Sur la place des Invalides à Paris, une dizaine de jeunes bien équipés - t-shirt blancs barrés d'une croix rouge, casques, masque à gaz - regardent les milliers de "gilets jaunes" affluer pour le coup d'envoi de l'acte 10 de leur mobilisation.

"Tout s'est bien passé, aucun incident jusqu'ici", se félicite une membre du groupe, Audrey, 28 ans. "Mais on ne sait pas ce qui peut se passer après". C'est l'objet de la discussion des secouristes, ou "street medics": se répartir en petits groupes dans la fin de la manifestation pour agir partout et au plus vite en cas de besoin.

"Certains se mettent devant et s'occupent d'aller chercher et évacuer les blessés, même au milieu d'une charge policière. D'autres attendent derrière, laissent passer la charge et vont secourir ceux qui restent", explique Audrey. Professeure en Seine-Saint-Denis, elle enseigne une matière qui n'a rien à voir avec la médecine, mais a son brevet de secourisme.

Certains sont infirmiers, médecins ou issus d'autres professions médicales. Mais nombre de ceux croisés samedi ont juste "un brevet de secourisme, ou ont appris sur le tas", note Audrey.

"La vaste majorité des gens dont on s'occupe suffoquent ou font des malaises à cause des gaz lacrymogènes. Mais parfois, on voit des blessures profondes à la tête à cause de matraques, des mains arrachées par des grenades, des tirs de LBD (lanceurs de balle de défense) qui défoncent un oeil, une mâchoire, un visage...", souligne une autre secouriste parisienne, Lucille, 20 ans.

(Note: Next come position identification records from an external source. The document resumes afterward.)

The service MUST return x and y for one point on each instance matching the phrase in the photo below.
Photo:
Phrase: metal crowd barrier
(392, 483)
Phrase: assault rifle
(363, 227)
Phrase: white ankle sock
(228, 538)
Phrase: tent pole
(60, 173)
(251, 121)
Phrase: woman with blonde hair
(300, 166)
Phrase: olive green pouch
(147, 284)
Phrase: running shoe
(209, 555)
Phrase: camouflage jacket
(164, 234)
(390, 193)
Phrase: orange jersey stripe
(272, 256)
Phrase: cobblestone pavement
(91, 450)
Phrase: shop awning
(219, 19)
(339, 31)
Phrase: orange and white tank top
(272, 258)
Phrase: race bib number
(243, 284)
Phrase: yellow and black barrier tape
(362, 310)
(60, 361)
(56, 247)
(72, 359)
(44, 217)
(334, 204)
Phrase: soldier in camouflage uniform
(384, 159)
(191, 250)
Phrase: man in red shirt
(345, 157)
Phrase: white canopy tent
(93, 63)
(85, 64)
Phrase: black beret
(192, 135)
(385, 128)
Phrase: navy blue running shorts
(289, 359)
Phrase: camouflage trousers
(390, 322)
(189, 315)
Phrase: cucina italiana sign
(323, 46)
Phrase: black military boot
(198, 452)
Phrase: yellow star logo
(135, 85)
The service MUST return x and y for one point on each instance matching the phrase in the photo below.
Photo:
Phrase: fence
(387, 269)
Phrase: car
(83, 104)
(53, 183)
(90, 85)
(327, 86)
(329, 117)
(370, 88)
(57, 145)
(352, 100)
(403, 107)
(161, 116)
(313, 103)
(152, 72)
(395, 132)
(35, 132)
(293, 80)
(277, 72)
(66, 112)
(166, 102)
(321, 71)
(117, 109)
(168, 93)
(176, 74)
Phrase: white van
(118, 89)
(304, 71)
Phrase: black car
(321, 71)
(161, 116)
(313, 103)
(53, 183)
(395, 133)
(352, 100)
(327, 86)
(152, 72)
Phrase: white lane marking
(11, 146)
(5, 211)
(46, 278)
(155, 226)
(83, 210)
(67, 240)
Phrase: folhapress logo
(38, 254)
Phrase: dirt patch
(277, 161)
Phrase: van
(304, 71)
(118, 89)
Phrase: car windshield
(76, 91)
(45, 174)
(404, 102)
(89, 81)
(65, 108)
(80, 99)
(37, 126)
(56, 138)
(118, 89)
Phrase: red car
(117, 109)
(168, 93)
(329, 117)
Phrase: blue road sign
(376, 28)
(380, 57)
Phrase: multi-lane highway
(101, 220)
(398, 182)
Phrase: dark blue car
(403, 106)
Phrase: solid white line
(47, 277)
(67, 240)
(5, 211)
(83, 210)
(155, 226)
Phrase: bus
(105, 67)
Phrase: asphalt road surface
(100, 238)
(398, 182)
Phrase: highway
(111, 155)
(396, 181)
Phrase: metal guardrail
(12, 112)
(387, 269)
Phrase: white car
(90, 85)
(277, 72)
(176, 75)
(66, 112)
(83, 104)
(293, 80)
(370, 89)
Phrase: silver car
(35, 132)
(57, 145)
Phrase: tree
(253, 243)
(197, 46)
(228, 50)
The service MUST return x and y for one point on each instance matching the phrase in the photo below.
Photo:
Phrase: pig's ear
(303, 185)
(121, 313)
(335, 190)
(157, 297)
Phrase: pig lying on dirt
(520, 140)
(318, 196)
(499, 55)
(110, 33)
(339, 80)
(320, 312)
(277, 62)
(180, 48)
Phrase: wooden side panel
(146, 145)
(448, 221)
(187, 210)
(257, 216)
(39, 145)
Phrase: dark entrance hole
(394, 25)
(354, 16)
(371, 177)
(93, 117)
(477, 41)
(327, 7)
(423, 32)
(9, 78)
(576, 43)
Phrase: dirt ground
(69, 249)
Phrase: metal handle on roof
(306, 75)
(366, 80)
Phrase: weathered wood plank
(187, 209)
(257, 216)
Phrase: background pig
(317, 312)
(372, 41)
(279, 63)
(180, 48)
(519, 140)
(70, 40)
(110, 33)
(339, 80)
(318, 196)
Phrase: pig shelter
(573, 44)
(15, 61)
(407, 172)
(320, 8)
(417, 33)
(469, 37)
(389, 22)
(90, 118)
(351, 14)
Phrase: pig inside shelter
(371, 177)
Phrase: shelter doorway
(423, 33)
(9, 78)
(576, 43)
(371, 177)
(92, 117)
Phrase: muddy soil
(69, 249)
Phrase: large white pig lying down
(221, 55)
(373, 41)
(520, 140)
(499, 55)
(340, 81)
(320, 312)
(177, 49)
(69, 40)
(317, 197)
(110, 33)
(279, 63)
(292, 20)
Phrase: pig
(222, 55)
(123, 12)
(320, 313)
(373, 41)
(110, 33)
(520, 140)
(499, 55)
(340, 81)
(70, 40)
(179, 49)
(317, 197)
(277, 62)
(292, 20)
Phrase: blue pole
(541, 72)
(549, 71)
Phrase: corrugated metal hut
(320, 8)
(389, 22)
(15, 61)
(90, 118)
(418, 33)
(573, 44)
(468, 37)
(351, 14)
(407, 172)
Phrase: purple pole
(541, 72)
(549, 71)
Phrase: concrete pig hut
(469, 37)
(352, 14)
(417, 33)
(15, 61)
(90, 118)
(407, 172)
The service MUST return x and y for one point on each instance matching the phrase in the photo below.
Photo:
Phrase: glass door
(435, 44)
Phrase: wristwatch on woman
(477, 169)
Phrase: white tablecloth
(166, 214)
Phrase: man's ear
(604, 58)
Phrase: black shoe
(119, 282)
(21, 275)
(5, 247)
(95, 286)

Parfois "on ramasse des gens, ils ont des blessures, ça gicle comme un film", explique un secouriste parisien, Gino. Dans le cortège, plusieurs d'entre eux soulignent qu'il faudrait plus d'urgentistes avec eux pour ces cas graves.

Alors que le gouvernement ne donne aucun chiffre précis, le collectif militant "Désarmons-les" et le journaliste indépendant David Dufresne ont recensé près d'une centaine de blessés graves, dont une quinzaine qui ont perdu un œil, depuis le début de la contestation des "gilets jaunes" le 17 novembre.

- "La colère" -

Relayées par les médias et sur les réseaux sociaux, les images de manifestants gravement blessés par les forces de l'ordre par des tirs de LBD ou des grenades de désencerclement nourrissent la polémique, et décuplent la colère des manifestants.

Elles ont également suscité des vocations de secouristes, comme pour Coralie, une aide-soignante de 32 ans venue d'Amiens. "Je suis venue car des amis manifestants m'ont dit que chaque samedi il y avait des blessés graves", dit-elle.

A Paris, plusieurs secouristes expriment le même sentiment vis-à-vis des forces de l'ordre: "la colère". Plusieurs ont été visés par des tirs de LBD ces dernières semaines, selon de multiples témoignages, parfois appuyés par des vidéos.

Lucille se trouvait la semaine dernière autour de l'Arc de Triomphe. "Alors que j'étais seule avec un blessé, avec personne à dix mètres à la ronde, une balle de LBD m'a frôlé l'épaule. Qu'est-ce que ça veut dire de viser un secouriste? Il y a de l'incompréhension, ça provoque la haine", soupire-t-elle.

A Bordeaux, au début de la manifestation samedi, ils étaient une trentaine à arborer sur la place de la Bourse le t-shirt blanc floqué d'un "Street medic 33" et orné de la croix bleue.

"A partir de l'acte 4 (en décembre), on a soigné des blessés graves. On a vécu des situations véritablement critiques...", confirme l'un d'eux, Marco.

"La violence a augmenté au cours des week-ends. Ça tire plus vite, ça envoie des lacrymogènes ou des grenades de désencerclement plus vite. Même avec la police on n'arrive pas à dialoguer", explique Cynthia, 29 ans, qui en était samedi à Toulouse à sa neuvième manifestation avec son groupe de secouristes locaux.

Mais qu'importe: comme nombre des secouristes, souvent jeunes, croisés samedi, elle est "prête à revenir" toutes les semaines.